City Manager Jorge Cervantes said it was the vision of former Mayor Oscar Goodman and ex-Councilman Gary Reese to bring sports opportunities to the eastern part of the city, and it has proven to be a “win-win.”

“I think it’s important that the public know that this has been a dream of councils going forward,” Mayor Carolyn Goodman said, referring to the park’s history with past lawmakers.

Flora, a former Major League Baseball player, said the new ownership team is an experienced group. Vice President Joe Giansante is a former associate athletic director for the University of Oregon. Chris Gwynn, an ex-major leaguer and brother to Hall of Fame baseball player Tony Gwynn, will oversee youth sports academies at the park.

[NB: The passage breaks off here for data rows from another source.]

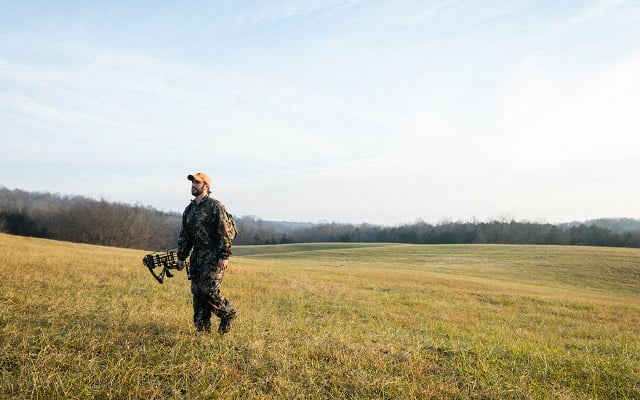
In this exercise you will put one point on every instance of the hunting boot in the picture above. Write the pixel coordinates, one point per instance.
(225, 323)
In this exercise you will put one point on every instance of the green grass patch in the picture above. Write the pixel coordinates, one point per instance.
(323, 321)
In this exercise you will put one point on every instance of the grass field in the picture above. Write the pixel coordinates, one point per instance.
(325, 321)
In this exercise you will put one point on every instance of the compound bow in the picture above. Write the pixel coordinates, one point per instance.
(167, 260)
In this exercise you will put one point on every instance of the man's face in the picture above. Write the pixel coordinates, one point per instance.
(197, 187)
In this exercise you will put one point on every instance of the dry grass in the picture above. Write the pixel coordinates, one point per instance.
(342, 321)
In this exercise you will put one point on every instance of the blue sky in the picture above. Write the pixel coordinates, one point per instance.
(345, 111)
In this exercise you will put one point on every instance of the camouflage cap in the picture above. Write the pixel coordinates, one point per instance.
(200, 177)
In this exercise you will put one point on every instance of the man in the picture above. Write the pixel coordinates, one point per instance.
(205, 238)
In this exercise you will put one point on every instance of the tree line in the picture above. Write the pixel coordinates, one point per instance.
(85, 220)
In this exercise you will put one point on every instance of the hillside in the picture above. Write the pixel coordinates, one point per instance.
(322, 321)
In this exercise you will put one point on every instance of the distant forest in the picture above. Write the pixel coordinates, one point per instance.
(85, 220)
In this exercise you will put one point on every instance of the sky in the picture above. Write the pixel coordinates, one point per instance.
(380, 112)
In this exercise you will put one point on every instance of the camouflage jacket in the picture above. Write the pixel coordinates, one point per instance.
(204, 227)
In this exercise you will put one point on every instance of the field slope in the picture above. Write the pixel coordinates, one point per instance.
(323, 321)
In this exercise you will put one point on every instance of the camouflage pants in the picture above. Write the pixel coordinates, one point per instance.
(205, 287)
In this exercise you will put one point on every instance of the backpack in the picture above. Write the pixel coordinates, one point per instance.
(227, 219)
(229, 224)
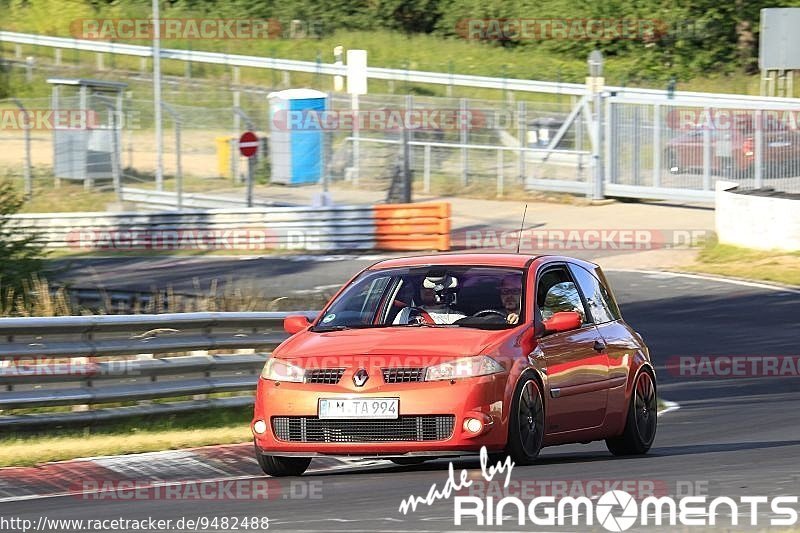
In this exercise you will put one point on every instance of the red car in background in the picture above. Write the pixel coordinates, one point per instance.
(441, 355)
(731, 149)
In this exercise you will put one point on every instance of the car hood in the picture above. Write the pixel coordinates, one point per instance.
(437, 342)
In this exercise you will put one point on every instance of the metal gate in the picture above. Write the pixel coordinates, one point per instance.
(676, 149)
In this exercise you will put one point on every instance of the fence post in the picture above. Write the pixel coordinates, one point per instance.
(758, 157)
(597, 155)
(176, 122)
(29, 61)
(409, 110)
(637, 145)
(464, 140)
(27, 129)
(406, 165)
(500, 171)
(612, 141)
(522, 135)
(237, 130)
(706, 154)
(426, 187)
(657, 146)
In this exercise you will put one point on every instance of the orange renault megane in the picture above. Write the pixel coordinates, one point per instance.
(440, 355)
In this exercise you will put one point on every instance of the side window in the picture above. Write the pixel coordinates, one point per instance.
(601, 305)
(556, 292)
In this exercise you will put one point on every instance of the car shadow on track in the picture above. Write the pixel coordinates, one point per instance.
(571, 458)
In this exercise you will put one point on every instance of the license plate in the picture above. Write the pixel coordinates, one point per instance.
(344, 408)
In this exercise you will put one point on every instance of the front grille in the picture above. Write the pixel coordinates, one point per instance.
(325, 376)
(405, 428)
(403, 375)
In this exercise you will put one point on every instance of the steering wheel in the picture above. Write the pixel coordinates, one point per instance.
(407, 314)
(485, 312)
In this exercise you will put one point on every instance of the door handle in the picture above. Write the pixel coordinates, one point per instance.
(599, 345)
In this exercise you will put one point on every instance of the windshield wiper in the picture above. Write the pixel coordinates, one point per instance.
(425, 325)
(341, 327)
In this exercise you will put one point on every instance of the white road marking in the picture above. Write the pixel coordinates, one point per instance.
(743, 283)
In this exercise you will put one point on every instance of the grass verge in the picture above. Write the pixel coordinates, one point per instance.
(134, 435)
(732, 261)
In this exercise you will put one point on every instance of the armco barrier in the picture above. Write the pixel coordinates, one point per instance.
(292, 228)
(97, 360)
(412, 226)
(406, 227)
(759, 221)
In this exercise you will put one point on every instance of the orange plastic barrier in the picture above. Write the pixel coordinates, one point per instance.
(412, 227)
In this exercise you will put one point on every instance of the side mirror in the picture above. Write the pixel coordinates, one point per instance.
(294, 323)
(562, 321)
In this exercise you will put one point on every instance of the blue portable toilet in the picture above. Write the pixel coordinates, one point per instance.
(296, 143)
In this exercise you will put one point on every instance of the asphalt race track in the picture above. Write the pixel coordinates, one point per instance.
(731, 436)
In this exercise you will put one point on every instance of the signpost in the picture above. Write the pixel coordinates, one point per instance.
(248, 147)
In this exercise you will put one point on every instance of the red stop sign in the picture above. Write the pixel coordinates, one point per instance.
(248, 144)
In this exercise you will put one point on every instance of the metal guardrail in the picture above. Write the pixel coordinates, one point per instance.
(415, 76)
(169, 199)
(95, 360)
(296, 228)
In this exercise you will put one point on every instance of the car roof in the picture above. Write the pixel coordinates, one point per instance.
(478, 259)
(482, 259)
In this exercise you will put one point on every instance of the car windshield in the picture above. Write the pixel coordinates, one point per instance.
(431, 296)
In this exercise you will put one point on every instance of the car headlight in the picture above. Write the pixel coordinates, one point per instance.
(280, 370)
(466, 367)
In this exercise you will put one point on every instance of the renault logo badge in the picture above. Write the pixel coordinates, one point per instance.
(360, 377)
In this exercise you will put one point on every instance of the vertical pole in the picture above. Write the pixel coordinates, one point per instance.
(29, 69)
(522, 135)
(500, 171)
(157, 98)
(406, 165)
(706, 154)
(426, 185)
(54, 101)
(251, 163)
(759, 150)
(88, 182)
(119, 112)
(356, 147)
(636, 149)
(237, 131)
(611, 155)
(27, 129)
(464, 141)
(657, 145)
(178, 165)
(409, 110)
(597, 160)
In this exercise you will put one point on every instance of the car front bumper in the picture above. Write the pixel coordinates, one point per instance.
(419, 403)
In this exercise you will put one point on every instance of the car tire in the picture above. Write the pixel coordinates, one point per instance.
(642, 419)
(408, 461)
(526, 424)
(277, 466)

Flora said the group wants to continue with the park’s core business: baseball, softball and company events. But it also plans to convert a pavilion, which has been used primarily for indoor soccer leagues, to introduce volleyball, basketball, cheerleading, celebrity softball games and more.

Expanding events and improving the site — paired with pursuing the sale of naming rights and sponsorships — is expected to increase revenue for the park, which was shut down for nine months during the pandemic, company officials said.

There were 325,000 visitors to the park in 2018, Giansante said.

TC Sports Group projected $167,000 in sales tax revenue next year and a significant increase to the park’s current area economic impact from $40.2 million to $91.9 million by 2030, according to Flora. It also expects the park will employ 80 people by 2025.

Councilwoman Olivia Diaz, who represents Ward 3 where the park is located, said she hoped that people who lived nearby would be considered for job opportunities and she urged owners to not lose sight of giving the broader community access to the park.

Flora, who has been involved with Big League Dreams for two decades, said TC Sports Group wants to be a philanthropic partner.